I try with this code to get the standard encoding
public static Encoding GetFileEncoding(string srcFile)
{
// *** Use Default of Encoding.Default (Ansi CodePage)
Encoding enc = Encoding.Default;
// *** Detect byte order mark if any - otherwise assume default
byte[] buffer = new byte[5];
FileStream file = new FileStream(srcFile, FileMode.Open);
file.Read(buffer, 0, 5);
file.Close();
if (buffer[0] == 0xef && buffer[1] == 0xbb && buffer[2] == 0xbf)
enc = Encoding.UTF8;
else if (buffer[0] == 0xfe && buffer[1] == 0xff)
enc = Encoding.Unicode;
else if (buffer[0] == 0 && buffer[1] == 0 && buffer[2] == 0xfe && buffer[3] == 0xff)
enc = Encoding.UTF32;
else if (buffer[0] == 0x2b && buffer[1] == 0x2f && buffer[2] == 0x76)
enc = Encoding.UTF7;
else if (buffer[0] == 0xFE && buffer[1] == 0xFF)

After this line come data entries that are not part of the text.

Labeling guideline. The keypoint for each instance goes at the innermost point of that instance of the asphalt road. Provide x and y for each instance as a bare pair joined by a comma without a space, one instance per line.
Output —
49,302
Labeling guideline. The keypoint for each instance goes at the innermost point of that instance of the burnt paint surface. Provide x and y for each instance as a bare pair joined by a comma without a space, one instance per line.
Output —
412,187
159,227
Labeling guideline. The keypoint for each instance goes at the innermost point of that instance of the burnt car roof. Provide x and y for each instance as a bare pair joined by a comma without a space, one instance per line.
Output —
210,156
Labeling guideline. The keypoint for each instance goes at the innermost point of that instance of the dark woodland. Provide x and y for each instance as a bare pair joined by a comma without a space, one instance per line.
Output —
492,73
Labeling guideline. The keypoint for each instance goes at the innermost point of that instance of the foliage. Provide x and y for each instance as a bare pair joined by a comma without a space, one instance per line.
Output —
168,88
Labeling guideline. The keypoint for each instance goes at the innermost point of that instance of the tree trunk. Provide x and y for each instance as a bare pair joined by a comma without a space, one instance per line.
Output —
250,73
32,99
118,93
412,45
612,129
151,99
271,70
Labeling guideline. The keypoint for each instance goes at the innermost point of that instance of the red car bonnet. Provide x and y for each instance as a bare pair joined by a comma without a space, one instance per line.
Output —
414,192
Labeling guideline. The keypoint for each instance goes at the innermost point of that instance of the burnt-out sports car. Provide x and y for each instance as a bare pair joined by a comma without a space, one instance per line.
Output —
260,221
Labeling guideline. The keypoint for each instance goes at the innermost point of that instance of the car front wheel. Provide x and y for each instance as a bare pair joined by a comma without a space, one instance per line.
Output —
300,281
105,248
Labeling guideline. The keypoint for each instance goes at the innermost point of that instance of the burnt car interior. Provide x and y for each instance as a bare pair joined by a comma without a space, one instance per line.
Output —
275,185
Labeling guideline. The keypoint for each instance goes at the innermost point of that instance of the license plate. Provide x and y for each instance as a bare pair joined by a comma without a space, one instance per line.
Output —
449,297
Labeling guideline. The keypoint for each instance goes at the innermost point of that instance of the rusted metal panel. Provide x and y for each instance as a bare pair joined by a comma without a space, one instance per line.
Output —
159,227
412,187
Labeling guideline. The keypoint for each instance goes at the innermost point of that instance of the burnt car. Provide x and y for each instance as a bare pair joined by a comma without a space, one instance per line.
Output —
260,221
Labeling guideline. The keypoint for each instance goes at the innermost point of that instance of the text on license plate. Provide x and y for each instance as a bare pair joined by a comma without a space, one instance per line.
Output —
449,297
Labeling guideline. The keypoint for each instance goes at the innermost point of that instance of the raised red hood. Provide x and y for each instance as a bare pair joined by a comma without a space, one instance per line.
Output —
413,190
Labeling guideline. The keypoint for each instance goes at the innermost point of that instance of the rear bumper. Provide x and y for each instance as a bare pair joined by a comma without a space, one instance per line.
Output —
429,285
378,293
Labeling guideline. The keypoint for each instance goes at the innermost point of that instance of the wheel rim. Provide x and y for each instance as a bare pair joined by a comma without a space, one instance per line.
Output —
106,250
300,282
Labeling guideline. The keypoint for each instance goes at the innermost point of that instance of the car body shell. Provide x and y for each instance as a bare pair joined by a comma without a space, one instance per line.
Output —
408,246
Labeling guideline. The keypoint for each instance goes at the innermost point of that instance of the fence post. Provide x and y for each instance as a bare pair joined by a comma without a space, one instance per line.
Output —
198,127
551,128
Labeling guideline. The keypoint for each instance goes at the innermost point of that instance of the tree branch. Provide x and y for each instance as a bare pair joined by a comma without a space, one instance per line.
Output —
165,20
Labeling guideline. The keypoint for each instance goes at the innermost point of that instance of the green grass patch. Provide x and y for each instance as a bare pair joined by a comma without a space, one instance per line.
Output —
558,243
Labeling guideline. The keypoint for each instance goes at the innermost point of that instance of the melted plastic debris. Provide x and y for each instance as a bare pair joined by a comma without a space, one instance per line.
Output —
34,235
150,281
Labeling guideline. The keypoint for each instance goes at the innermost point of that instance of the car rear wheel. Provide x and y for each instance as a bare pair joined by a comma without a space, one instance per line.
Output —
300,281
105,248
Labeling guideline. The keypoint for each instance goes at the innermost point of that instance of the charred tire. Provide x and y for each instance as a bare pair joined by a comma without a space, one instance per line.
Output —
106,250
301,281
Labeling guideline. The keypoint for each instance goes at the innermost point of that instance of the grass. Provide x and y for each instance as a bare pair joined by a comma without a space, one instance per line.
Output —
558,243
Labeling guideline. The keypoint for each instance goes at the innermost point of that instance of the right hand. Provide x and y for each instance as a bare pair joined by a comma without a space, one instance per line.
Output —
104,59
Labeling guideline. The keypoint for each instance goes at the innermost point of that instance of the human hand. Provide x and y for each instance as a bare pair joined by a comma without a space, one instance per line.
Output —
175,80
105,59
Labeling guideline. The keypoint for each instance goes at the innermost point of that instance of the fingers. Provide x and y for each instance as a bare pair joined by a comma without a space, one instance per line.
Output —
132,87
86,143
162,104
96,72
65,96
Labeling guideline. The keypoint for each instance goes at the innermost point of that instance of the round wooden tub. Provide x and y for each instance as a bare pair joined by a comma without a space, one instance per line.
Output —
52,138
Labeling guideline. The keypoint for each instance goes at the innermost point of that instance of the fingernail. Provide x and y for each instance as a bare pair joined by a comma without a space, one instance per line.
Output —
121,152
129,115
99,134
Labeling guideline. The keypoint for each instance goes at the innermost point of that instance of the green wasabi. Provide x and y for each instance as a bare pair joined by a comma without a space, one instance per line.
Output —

// 1201 unicodeFFFE Unicode (Big-Endian)
enc = Encoding.GetEncoding(1201);
else if (buffer[0] == 0xFF && buffer[1] == 0xFE)
// 1200 utf-16 Unicode
enc = Encoding.GetEncoding(1200);
return enc;
}
My five first byte are 60, 118, 56, 46 and 49.
Is there a chart that shows which encoding matches those five first bytes?